Pasal 10
BAB 3 — PELAYANAN ADMINISTRASI KEPENDUDUKAN DARING
(1) Dokumen kependudukan yang diterima penduduk sebagaimana dimaksud dalam Pasal 9 ayat (2), dilakukan proses penandatanganannya dengan cara: a. operator melakukan verifikasi dan validasi kebenaran dan kelengkapan dokumen; b. operator membubuhkan paraf elektronik hasil verifikasi dan validasi dan selanjutnya dikirim kepada Pejabat Pengawas; c. Pejabat Pengawas melakukan verifikasi dan validasi dokumen yang dikirimkan oleh operator; d. Pejabat Pengawas membubuhkan paraf elektronik hasil verifikasi dan validasi dan selanjutnya dikirim kepada Pejabat Administrator;
e. dalam hal Pejabat Pengawas tidak setuju, maka dokumen dikembalikan kepada operator untuk perbaikan atau Pejabat Pengawas dapat memperbaiki sendiri; f. Pejabat Administrator melakukan verifikasi dan validasi dokumen yang dikirimkan oleh Pejabat Pengawas; g.
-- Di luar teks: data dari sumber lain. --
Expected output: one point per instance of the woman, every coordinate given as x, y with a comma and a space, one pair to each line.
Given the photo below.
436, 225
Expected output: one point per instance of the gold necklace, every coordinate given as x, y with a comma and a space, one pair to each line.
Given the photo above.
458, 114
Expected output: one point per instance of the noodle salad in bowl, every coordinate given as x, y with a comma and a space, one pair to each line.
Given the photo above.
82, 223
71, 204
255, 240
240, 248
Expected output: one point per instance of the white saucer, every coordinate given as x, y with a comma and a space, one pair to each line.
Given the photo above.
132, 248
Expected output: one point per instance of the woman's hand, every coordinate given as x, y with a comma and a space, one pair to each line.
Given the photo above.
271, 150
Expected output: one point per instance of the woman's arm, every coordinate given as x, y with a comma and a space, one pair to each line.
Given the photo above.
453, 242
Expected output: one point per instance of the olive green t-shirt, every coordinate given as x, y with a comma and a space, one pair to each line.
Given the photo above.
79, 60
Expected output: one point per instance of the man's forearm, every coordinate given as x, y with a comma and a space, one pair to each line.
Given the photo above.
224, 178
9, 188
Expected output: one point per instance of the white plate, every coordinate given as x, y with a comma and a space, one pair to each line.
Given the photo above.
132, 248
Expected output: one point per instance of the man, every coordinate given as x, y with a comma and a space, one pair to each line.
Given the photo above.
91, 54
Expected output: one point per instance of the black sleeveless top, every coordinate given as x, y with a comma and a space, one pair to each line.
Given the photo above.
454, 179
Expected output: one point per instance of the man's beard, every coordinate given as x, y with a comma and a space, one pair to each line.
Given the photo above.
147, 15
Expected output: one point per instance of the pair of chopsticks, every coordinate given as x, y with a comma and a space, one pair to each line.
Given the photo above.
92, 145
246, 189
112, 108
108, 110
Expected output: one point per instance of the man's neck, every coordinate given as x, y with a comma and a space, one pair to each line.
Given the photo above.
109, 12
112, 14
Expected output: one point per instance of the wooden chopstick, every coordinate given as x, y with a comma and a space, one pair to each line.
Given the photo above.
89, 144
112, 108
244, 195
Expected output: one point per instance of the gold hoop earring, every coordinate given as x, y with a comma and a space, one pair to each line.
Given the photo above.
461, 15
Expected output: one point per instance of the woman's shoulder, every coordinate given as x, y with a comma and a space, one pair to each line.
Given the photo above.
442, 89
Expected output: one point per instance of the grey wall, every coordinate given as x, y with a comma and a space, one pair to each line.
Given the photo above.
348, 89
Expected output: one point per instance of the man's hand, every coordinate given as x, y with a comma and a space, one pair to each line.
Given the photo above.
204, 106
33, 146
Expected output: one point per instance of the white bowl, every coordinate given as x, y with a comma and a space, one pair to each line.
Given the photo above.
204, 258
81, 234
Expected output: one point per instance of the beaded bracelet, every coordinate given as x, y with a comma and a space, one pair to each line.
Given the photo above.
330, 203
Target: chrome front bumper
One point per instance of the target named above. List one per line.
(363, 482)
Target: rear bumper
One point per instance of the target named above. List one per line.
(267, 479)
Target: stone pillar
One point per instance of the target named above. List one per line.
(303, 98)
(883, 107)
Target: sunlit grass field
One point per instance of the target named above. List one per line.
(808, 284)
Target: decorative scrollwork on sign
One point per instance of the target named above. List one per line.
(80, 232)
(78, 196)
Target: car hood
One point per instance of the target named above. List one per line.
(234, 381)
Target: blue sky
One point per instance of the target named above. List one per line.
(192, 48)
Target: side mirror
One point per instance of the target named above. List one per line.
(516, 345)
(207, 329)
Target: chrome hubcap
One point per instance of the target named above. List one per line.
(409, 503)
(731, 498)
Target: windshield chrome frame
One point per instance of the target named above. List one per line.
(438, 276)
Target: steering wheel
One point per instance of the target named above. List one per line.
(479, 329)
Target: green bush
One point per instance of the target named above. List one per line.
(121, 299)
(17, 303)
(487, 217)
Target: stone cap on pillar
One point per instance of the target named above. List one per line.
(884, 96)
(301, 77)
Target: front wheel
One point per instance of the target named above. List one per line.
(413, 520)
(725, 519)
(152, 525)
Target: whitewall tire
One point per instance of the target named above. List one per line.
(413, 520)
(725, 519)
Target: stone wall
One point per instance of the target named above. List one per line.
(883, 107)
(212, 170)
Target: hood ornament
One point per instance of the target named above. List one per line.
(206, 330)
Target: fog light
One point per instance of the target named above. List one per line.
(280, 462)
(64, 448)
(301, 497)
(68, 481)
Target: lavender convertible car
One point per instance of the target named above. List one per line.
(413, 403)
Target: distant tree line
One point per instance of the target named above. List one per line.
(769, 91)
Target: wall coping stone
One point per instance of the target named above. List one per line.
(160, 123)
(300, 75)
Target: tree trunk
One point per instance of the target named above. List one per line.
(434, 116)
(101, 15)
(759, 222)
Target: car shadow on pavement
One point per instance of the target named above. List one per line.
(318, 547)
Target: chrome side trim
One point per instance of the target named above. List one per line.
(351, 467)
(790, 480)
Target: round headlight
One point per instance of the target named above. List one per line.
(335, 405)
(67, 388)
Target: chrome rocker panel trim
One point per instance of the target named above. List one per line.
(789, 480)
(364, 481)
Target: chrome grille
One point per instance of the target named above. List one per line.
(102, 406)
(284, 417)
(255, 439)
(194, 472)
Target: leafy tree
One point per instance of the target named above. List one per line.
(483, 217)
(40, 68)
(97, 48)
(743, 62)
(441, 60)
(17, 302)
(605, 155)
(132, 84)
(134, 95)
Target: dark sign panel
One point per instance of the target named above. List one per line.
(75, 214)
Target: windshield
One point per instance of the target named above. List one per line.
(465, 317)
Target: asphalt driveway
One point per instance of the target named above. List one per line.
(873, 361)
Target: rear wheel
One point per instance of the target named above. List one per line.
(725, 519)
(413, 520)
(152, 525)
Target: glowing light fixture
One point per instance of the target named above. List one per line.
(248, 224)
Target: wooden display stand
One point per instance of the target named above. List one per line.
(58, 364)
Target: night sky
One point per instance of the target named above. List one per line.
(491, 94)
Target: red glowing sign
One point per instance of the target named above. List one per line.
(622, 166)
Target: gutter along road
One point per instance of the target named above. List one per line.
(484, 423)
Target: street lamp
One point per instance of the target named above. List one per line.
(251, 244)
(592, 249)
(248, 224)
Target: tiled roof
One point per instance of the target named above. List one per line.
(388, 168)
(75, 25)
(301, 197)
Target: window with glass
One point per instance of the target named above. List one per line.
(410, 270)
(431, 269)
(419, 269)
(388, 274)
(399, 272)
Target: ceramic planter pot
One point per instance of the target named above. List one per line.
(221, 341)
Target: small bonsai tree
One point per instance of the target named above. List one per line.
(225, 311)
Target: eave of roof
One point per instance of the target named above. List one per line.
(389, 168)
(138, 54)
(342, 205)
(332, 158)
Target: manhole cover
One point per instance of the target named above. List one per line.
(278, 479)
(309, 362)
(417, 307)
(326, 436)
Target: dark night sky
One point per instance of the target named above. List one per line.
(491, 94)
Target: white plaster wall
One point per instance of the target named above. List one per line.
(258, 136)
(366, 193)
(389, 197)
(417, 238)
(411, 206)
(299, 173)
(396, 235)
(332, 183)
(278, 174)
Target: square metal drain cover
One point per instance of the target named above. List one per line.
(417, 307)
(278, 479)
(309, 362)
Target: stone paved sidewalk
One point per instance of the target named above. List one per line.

Pejabat Administrator membubuhkan paraf elektronik hasil verifikasi dan validasi untuk selanjutnya dikirimkan kepada kepala Disdukcapil Kabupaten/Kota; h. dalam hal Pejabat Administrator tidak setuju, dokumen dikembalikan kepada Pejabat Pengawas untuk perbaikan atau Pejabat Administrator dapat memperbaiki sendiri; i. kepala Disdukcapil Kabupaten/Kota melakukan verifikasi dan validasi dokumen yang dikirimkan oleh Pejabat Administrator; j. kepala Disdukcapil Kabupaten/Kota membubuhkan TTE pada Dokumen Elektronik; k. dalam hal kepala Disdukcapil Kabupaten/Kota tidak setuju, dokumen dikembalikan kepada Pejabat Administrator untuk dilakukan perbaikan; l. hasil Dokumen Elektronik yang telah dibubuhkan TTE dikirimkan kepada penduduk dan disimpan dalam resipatori Sikminduk; m. penduduk dapat mencetak Dokumen Elektronik yang diterima dari Disdukcapil Kabupaten/Kota sebagai salinan Dokumen Elektronik; dan n. khusus untuk dokumen kutipan akta kelahiran, kutipan akta perkawinan, kutipan akta perceraian, kutipan akta kematian dan kartu keluarga, dicetak oleh Disdukcapil Kabupaten/Kota dengan menggunakan kertas khusus. (2) Dokumen cetak sebagaimana dimaksud pada ayat (1) huruf n, dapat dikirimkan kepada penduduk sesuai dengan alamatnya atau penduduk mengambil sendiri.
(3) Pengiriman dokumen sebagaimana dimaksud pada ayat (2), dapat dilaksanakan melalui kerja sama dengan lembaga berbadan hukum sesuai dengan ketentuan peraturan perundang-undangan.